Brendan Paul, who worked closely with Combs from late 2022 until early 2024, told a New York courtroom that his job went far beyond calendar reminders and coffee runs. His role, according to his sworn testimony, included securing marijuana, ketamine, and setting the stage for what Combs allegedly dubbed “wild king nights”—raucous hotel sex parties complete with baby oil, liquor, and designer drug kits in Gucci pouches.
Paul said he was granted immunity by prosecutors for his testimony and admitted to purchasing roughly $4,200 worth of marijuana and “hundreds” in ketamine during his employment. He told the jury he was once asked to buy Xanax without a prescription—Combs texting him directly: “You get me zans.”
In court, jurors were shown messages between Paul and Combs’ security team requesting reimbursements for the drugs.
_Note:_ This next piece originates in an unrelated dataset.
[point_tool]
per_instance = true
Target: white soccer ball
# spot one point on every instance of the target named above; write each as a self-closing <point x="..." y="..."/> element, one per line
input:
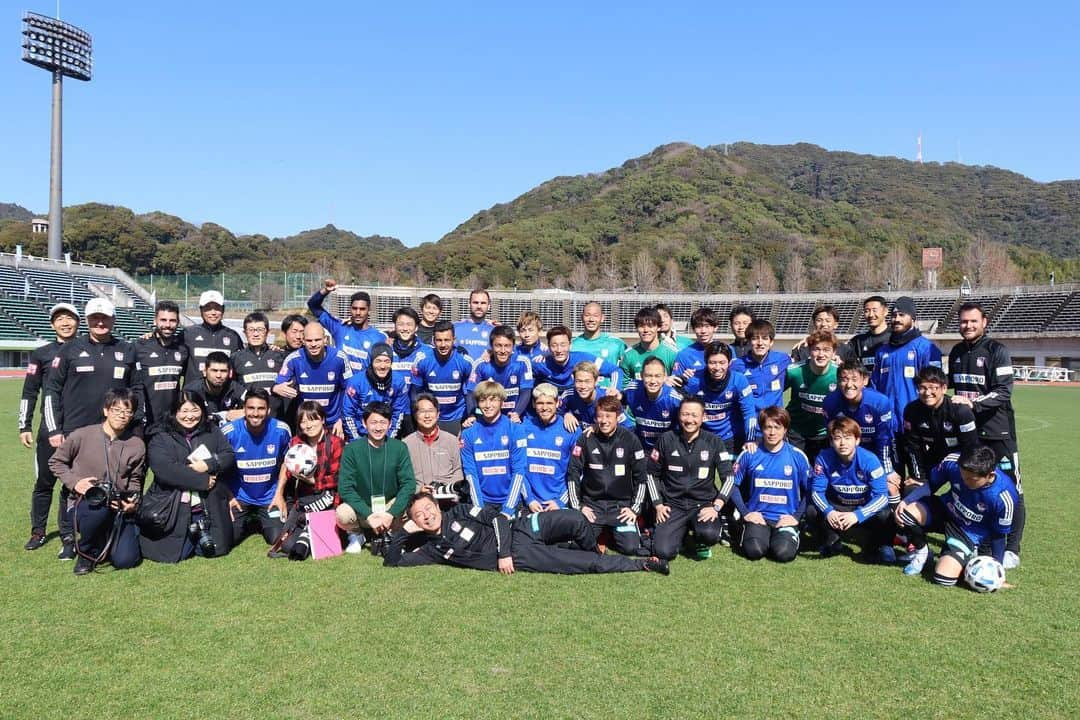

Despite these revelations, Paul insisted he was no “drug mule,” clarifying under cross-examination that he never distributed narcotics and believed the drugs were solely for Combs’ personal use.
Defense attorneys are pushing back, painting the encounters as consensual adult behavior. Combs, 55, has pleaded not guilty to all five criminal charges, including sex trafficking and racketeering. If convicted, the one-time music mogul and Bad Boy Records founder could face life behind bars.
Paul also described post-party cleanup duties—slipping on gloves to scrub down hotel rooms and conceal any damage before checkout. In one instance, he was arrested with cocaine in his luggage at a Florida airport, claiming he unknowingly packed it after finding it while tidying up Combs’ suite.
When asked by prosecutors why he didn’t reveal where the cocaine came from, Paul answered with a single word: “Loyalty.”
That loyalty may now be the prosecution’s most potent tool as the government wraps up its six-week case. Defense witnesses are expected to take the stand next.